As the video showed, they were helpless. Nothing they clicked had any effect. It was as if their own keyboards and mice were disconnected, and paranormal powers had taken over their controls. Cursors began jumping across the screens at the master control center in Ukraine, driven by a hidden hand. By remote control, the attackers systematically disconnected circuits, deleted backup systems, and shut down substations. Neighborhood by neighborhood, the lights clicked off. “It was jaw-dropping for us,” said Ozment. “The exact scenario we were worried about wasn’t paranoia. It was playing out before our eyes.”
And the hackers had more in store. They had planted a cheap program—malware named “KillDisk”—to wipe out the systems that would otherwise allow the operators to regain control. Then the hackers delivered their finishing touch: they disconnected the backup electrical system in the control room, so that not only were the operators now helpless but they were sitting in darkness. All the Kyivoblenergo workers could do was sit there and curse.
For two decades—since before Ozment began his career in cyber defense—experts had warned that hackers might switch off a nation’s power grid, the first step in taking down an entire country. And for most of that time, everyone seemed certain that when the big strike came, it would take out the power from Boston to Washington, or San Francisco to Los Angeles. “For twenty years we were paranoid about it, but it had never happened,” Ozment recalled.
“Now,” he said, “it was happening.”
It was happening, but on a much broader scale, in ways that Ozment could not yet imagine.

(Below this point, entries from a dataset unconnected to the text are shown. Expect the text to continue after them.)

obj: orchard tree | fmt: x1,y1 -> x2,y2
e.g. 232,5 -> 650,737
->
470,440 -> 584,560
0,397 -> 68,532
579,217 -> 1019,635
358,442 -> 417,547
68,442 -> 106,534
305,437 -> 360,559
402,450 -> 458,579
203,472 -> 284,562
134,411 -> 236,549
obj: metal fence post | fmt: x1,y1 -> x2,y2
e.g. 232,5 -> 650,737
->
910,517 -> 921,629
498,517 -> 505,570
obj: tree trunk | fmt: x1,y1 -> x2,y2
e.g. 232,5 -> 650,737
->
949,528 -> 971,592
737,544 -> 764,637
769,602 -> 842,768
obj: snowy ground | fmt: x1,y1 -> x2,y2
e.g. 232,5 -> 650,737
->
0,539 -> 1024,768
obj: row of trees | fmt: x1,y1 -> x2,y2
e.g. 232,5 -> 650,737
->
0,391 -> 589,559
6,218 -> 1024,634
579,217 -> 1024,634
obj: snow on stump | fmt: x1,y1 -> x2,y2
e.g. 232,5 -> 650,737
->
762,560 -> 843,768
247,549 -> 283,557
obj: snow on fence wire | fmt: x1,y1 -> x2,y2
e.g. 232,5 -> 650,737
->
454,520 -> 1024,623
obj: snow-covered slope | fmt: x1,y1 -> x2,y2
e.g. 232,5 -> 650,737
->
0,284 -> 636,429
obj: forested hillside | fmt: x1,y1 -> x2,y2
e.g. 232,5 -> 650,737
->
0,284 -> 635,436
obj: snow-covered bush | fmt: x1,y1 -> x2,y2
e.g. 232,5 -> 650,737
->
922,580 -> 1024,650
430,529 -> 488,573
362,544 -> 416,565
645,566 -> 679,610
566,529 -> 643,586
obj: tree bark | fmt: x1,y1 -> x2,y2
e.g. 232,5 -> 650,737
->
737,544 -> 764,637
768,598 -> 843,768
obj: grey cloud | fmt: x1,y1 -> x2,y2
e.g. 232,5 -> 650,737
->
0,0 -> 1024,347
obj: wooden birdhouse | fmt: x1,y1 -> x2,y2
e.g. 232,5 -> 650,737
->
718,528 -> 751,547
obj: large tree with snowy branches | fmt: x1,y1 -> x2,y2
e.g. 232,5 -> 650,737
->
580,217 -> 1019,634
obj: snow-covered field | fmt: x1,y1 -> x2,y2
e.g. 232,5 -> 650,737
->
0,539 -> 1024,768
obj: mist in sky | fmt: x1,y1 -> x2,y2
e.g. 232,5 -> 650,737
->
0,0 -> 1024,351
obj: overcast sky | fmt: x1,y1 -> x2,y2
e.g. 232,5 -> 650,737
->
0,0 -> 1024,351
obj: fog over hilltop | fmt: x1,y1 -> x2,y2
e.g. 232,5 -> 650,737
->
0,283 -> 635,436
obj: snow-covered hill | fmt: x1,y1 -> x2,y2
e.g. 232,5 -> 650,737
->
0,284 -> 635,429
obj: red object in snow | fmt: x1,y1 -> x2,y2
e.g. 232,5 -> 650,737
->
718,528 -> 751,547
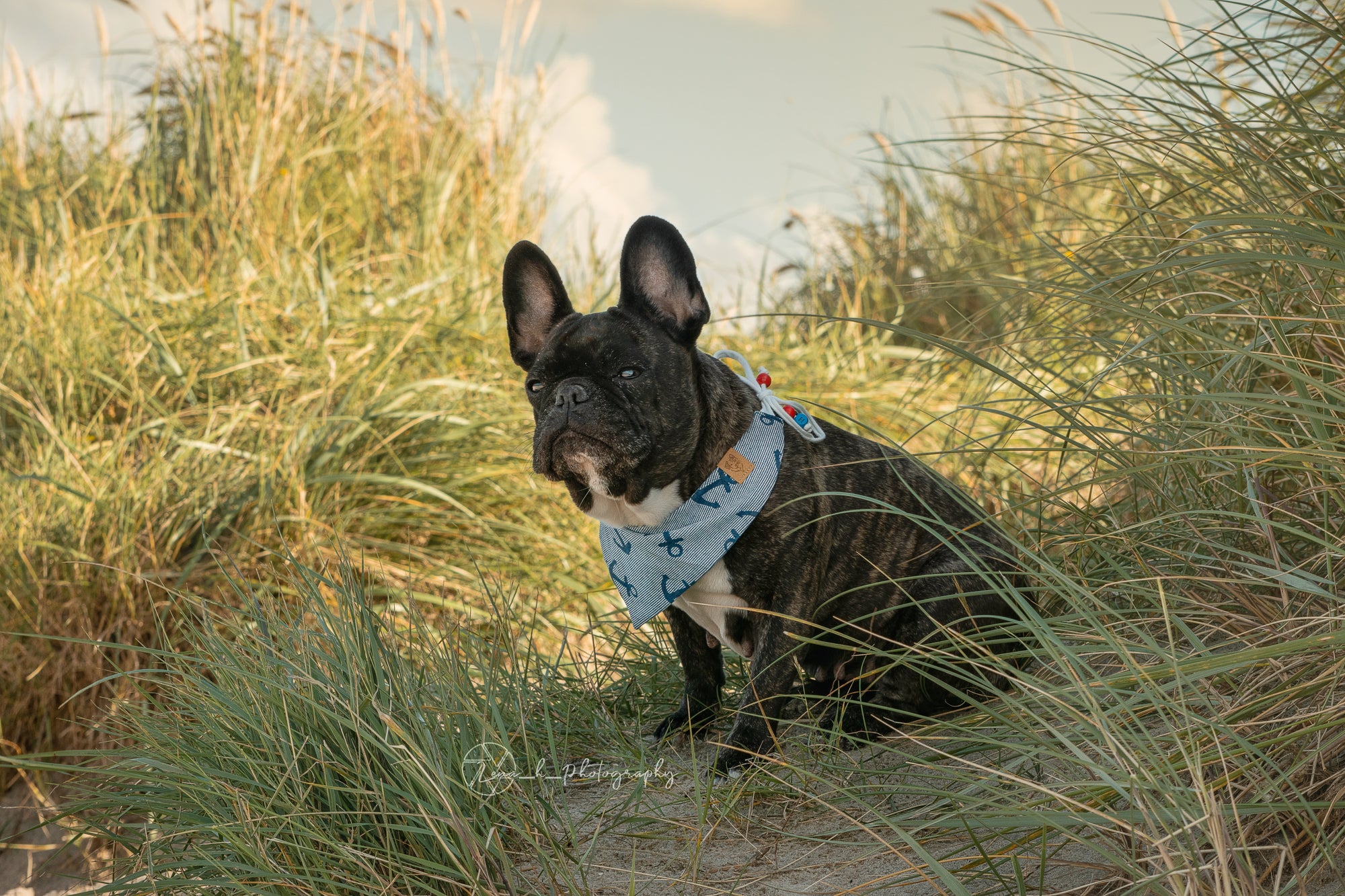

While Ozment struggled to understand the implications of the cyberattack unfolding half a world away in Ukraine, the Russians were already deep into a three-pronged cyberattack on the very ground beneath his feet. The first phase had targeted American nuclear power plants as well as water and electric systems, with the insertion of malicious code that would give Russia the opportunity to sabotage the plants or shut them off at will. The second was focused on the Democratic National Committee, an early victim in a series of escalating attacks ordered, American intelligence agencies later concluded, by Vladimir V. Putin himself. And the third was aimed at the heart of American innovation, Silicon Valley. For a decade the executives of Facebook, Apple, and Google were convinced that the technology that made them billions of dollars would also hasten the spread of democracy around the world. Putin was out to disprove that thesis and show that he could use those same tools to break democracy and enhance his own power.
It added up to a multifaceted attack on America’s infrastructure and institutions, and was remarkable in its scope, startling in its brazenness. Americans were shocked, but Putin’s moves had hardly come out of the blue. They were merely the latest phase of a global battle fought over unseen networks for the better part of a decade—a battle in which America had fired some of the opening shots.